RED FLAG #2: The Sarasota Police set up an appointment for us to inspect the applications and orders, as required by Florida law. But a few hours before that appointment, an assistant city attorney sent an email cancelling the meeting on the basis that the U.S. Marshals Service was claiming the records as their own and instructing the local cops not to release them. Their explanation: the Marshals Service had deputized the local officer, and therefore the records were actually the property of the federal government.

We emphatically disagree, since the Sarasota detective created the applications, brought them to court, and retained the applications and orders in his files. Merely giving him a second title (“Special Deputy U.S. Marshal”) does not change these facts.

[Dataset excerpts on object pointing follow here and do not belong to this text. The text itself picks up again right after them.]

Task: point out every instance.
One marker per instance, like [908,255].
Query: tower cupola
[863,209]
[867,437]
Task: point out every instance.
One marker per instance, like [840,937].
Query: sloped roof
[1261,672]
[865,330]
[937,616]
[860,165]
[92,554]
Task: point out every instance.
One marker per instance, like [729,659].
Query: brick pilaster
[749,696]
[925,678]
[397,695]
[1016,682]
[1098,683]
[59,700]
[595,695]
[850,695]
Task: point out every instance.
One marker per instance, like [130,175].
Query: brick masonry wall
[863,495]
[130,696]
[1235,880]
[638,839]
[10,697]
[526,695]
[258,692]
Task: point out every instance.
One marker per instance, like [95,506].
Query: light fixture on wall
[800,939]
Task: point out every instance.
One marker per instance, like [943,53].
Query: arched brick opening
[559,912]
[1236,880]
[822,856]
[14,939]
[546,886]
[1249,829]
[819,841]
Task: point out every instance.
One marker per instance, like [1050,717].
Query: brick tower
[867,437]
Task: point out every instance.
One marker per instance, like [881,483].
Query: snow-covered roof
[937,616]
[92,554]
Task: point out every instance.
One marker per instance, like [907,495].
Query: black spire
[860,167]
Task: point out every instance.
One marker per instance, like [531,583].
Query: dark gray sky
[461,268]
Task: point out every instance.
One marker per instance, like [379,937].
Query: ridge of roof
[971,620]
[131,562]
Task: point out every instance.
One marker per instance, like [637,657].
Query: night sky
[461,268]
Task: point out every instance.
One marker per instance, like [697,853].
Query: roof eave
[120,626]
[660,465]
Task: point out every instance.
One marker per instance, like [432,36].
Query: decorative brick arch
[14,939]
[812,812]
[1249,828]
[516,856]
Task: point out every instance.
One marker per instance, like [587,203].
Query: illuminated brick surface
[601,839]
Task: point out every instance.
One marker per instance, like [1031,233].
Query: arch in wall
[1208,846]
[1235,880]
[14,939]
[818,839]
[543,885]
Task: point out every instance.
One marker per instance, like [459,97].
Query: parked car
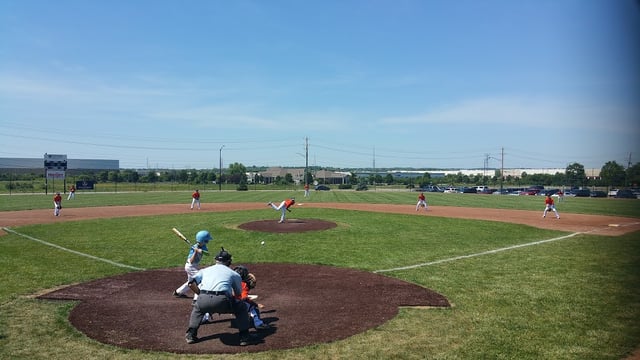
[582,193]
[487,191]
[626,194]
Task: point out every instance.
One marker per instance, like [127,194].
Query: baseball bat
[184,238]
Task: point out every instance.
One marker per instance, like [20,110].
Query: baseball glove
[251,281]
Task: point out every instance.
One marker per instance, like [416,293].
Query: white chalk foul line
[71,251]
[478,254]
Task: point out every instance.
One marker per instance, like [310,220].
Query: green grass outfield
[574,298]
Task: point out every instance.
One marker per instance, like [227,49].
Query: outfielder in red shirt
[57,204]
[283,207]
[195,199]
[422,201]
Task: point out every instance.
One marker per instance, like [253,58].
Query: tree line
[611,175]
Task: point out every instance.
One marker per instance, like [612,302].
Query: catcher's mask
[242,270]
[223,257]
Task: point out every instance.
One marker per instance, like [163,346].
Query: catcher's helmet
[203,236]
[223,256]
[242,270]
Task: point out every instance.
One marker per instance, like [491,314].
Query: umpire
[216,286]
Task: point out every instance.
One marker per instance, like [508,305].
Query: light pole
[220,175]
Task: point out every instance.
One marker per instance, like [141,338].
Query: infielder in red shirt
[549,205]
[284,207]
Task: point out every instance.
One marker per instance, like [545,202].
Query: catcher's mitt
[251,281]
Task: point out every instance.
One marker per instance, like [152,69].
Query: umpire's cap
[224,257]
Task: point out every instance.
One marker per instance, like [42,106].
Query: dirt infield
[593,224]
[302,302]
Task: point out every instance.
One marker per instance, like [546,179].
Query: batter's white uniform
[191,268]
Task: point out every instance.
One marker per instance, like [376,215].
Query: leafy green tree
[237,173]
[388,179]
[575,175]
[288,178]
[613,174]
[633,175]
[353,179]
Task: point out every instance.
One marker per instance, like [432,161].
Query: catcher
[248,283]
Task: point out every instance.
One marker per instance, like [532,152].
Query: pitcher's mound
[288,226]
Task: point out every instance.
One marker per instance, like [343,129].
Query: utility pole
[374,169]
[220,174]
[626,173]
[501,170]
[306,162]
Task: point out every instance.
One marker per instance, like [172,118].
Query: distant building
[74,166]
[323,176]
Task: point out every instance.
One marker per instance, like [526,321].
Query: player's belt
[213,292]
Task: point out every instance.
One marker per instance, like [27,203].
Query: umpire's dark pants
[220,304]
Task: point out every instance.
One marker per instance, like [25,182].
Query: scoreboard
[55,162]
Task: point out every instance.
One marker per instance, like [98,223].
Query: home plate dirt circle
[289,226]
[302,303]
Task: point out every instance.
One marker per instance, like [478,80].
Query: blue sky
[397,83]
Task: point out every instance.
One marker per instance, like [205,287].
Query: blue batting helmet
[203,236]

But regardless, once the Sarasota Police Department received our records request, state law required them to hold onto the records for at least 30 days, to give us an opportunity to go to court and seek an order for release of the documents.

Instead of complying with that clear legal obligation, the local police allowed the records to disappear by letting the U.S. Marshals drive down from their office in Tampa, seize the physical files, and move them to an unknown location. We’ve seen our fair share of federal government attempts to keep records about stingrays secret, but we’ve never seen an actual physical raid on state records in order to conceal them from public view.

RED FLAG #3: Realizing we weren’t going to get hold of the Sarasota Police Department’s copies of the applications and orders anytime soon, we asked the county court if we could obtain copies from its files. Incredibly, the court said it had no copies. The court doesn’t even have docket entries indicating that applications were filed or orders issued. Apparently, the local detective came to court with a single paper copy of the application and proposed order, and then walked out with the same papers once signed by a judge.

Court rules — and the First Amendment — require judges to retain copies of judicial records and to make them available to the public, but the court (and the detective) completely flouted those requirements here.

The ACLU’s emergency motion seeks a temporary injunction preventing the Sarasota Police Department from transferring any more files to the U.S. Marshals, as well as a determination that the police violated state law by sending the stingray applications and orders to the Marshals Service in the first place and an order requiring the police to produce the records.

When the government obtains court authorization to use invasive surveillance equipment, the public should not be kept in the dark. We have open records laws for a reason, but they mean nothing if the government can violate their clear commands at its whim.